If you are using your power bank and it is getting hot, stop using it. Let it cool down and check to make sure your cords are the correct type for your device and try charging it again. If it continually overheats when it is being charged, it is likely at the end of its useful life.
Why do power banks explode?
We know that power banks can explode, and they frequently do, but why do they explode and what are they releasing?
When any type of battery explodes it can release:
- Carbon Monoxide
- Hydrofluoric Acid
These are all flammable gasses that can cause an explosion or fire if the housing of these batteries is compromised.
It is very important to always monitor your batteries when they are charging, especially when you are charging them the first few times.
My dad often tells the story of a battery bank he was building. They purchased the batteries from a company that was shutting down. It is rumored that the employees sabotaged the batteries because they were all losing their jobs.
Well, my dad was called to the battery bank and sure enough, the manufacturing defect was causing the batteries to overheat and release gas that was not only threatening to catch fire, they can also cause damage to your lungs.
My dad ran in with a shirt over his face and turned off the power. He was never one for safety precautions.
Manufacturing defects can cause catastrophic failure of your power bank, and while unlikely, explosions and fires are possible.
They explode because so much heat builds up they swell. This is the explosion in most cases, and it alerts the owner to disconnect the power supply of the battery bank.
But if a battery continues to charge after they have broken their cases, they can release sulphuric acid and other gasses. These gasses are dangerous and when inhaled they can damage your lungs. They are also capable of catching fire. They have all the components to sustain the fire.
The heat in a battery bank causes the liquid in the battery to change chemically into some powerful gasses, these gasses make the battery swell and crack the housing.
Lead-acid and Lithium batteries both contain liquid that makes the battery work and those liquids can expand when they are heated.
Can a power bank overheat?
Power banks can overheat from improper charging or from being left in a hot area. Environmental heat is more likely to cause the battery bank to become less effective and shorten its useful life.
Power banks that are charged improperly or for too long can overheat. When batteries start to overheat they should be disconnected from their power source immediately.

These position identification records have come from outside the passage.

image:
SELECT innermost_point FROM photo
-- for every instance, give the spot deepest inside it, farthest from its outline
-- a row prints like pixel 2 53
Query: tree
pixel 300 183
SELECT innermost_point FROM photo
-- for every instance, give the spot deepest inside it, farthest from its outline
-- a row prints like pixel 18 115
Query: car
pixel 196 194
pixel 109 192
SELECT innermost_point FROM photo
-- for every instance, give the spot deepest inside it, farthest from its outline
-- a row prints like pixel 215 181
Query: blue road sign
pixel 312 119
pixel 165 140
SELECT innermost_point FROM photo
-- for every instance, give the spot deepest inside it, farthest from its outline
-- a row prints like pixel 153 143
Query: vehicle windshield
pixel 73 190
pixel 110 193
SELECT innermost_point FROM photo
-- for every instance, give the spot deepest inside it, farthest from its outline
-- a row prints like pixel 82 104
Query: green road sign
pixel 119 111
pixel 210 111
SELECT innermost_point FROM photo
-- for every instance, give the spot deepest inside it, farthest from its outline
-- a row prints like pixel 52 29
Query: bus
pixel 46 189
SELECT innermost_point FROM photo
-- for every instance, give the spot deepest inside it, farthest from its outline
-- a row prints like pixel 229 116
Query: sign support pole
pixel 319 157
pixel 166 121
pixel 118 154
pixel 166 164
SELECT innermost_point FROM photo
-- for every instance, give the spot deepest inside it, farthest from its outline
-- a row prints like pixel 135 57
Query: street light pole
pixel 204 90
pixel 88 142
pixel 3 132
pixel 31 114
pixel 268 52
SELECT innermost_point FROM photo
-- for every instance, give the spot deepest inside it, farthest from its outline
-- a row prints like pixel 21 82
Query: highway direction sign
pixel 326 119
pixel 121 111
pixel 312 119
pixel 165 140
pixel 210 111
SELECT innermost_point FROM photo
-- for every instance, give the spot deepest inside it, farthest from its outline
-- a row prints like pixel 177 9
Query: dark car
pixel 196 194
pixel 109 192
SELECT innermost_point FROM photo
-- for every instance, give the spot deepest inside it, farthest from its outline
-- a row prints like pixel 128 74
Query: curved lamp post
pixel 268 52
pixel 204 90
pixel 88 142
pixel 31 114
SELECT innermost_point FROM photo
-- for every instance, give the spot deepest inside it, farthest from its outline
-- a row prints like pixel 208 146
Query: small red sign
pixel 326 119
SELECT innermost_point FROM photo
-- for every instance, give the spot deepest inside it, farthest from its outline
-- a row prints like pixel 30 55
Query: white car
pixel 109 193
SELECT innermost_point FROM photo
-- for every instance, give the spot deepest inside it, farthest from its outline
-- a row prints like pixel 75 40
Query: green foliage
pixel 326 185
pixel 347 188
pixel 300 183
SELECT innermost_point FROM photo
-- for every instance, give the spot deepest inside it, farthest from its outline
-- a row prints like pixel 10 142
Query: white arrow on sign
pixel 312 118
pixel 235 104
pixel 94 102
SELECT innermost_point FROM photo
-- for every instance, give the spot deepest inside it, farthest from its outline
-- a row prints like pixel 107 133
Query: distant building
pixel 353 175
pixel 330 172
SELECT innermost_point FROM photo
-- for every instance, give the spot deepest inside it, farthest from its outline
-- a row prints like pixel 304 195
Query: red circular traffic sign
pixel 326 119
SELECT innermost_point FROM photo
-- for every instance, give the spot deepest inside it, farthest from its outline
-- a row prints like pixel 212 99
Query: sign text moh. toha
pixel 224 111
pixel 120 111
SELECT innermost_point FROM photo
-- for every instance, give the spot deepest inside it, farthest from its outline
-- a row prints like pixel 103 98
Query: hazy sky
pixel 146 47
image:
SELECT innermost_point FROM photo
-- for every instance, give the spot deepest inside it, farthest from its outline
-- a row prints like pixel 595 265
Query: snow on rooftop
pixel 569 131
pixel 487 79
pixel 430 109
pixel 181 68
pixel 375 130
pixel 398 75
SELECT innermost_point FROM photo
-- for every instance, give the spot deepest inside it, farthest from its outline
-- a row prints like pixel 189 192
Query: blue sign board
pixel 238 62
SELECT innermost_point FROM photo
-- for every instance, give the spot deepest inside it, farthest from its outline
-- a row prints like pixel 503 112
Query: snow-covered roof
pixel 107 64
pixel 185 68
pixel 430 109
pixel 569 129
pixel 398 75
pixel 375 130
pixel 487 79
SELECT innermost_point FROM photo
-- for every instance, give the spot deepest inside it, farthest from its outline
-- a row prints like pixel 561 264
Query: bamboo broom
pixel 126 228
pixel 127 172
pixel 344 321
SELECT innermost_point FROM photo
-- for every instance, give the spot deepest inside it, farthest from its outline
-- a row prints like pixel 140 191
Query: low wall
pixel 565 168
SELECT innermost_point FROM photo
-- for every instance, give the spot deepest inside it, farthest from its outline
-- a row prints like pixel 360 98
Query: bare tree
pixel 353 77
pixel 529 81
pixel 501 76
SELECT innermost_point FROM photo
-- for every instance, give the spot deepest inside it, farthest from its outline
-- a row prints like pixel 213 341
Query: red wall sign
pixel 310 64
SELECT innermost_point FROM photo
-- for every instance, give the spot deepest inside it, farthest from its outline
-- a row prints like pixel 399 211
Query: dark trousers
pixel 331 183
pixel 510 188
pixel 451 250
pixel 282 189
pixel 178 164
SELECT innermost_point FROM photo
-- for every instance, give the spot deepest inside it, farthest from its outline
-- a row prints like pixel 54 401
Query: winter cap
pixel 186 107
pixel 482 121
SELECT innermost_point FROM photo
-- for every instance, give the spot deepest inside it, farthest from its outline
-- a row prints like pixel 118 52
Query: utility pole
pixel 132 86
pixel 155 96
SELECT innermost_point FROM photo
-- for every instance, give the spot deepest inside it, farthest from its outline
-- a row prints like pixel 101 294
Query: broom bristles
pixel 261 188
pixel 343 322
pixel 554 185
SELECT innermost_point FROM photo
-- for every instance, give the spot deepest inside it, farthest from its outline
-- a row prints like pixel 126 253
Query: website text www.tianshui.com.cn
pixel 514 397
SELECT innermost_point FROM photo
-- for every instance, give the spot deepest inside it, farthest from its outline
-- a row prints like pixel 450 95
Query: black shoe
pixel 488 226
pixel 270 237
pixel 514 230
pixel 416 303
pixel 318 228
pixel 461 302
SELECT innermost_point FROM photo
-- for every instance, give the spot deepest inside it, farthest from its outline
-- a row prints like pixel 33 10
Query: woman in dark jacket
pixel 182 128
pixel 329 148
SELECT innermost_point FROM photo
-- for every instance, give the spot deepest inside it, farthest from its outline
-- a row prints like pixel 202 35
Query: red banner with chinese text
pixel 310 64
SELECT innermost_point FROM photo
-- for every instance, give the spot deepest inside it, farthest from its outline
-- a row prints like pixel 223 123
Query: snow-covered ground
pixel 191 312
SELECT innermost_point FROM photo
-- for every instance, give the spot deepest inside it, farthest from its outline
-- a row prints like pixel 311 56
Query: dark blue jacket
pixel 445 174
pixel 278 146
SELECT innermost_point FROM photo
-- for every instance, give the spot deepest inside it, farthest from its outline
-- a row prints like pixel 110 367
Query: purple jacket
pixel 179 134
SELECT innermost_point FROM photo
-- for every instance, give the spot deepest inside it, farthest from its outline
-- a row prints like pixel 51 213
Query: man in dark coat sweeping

Batteries that get very hot each time they are charged should be replaced as soon as possible so that you do not end up stranded with a battery that no longer works.
What is the safest battery for a power bank?
If you are building a solar or other off-grid systems, it is recommended that you use lithium batteries if you have the ability. Lithium batteries are more expensive, but safer to install in an enclosed space.
We are working on converting a school bus into our family RV and we have already seen the difference with the two battery banks that we own.
We have the Anker PowerCore III Elite that contains a lithium battery. It takes a long time to charge, but it is small, easy to transport, and powered our electronics very well.
We also recently purchased this Cen-Tech Jump Starter and Power Bank, this thing is SO heavy and bulky. I think it took a similar amount of time to charge, but it was spent much more quickly.
There are many advantages to lithium over lead-acid, but lithium is much more expensive and less accessible for many.
Consider starting small and getting as much lithium as you can afford, you will have less power but it is safer and more reliable. I think the quality is worth the cost.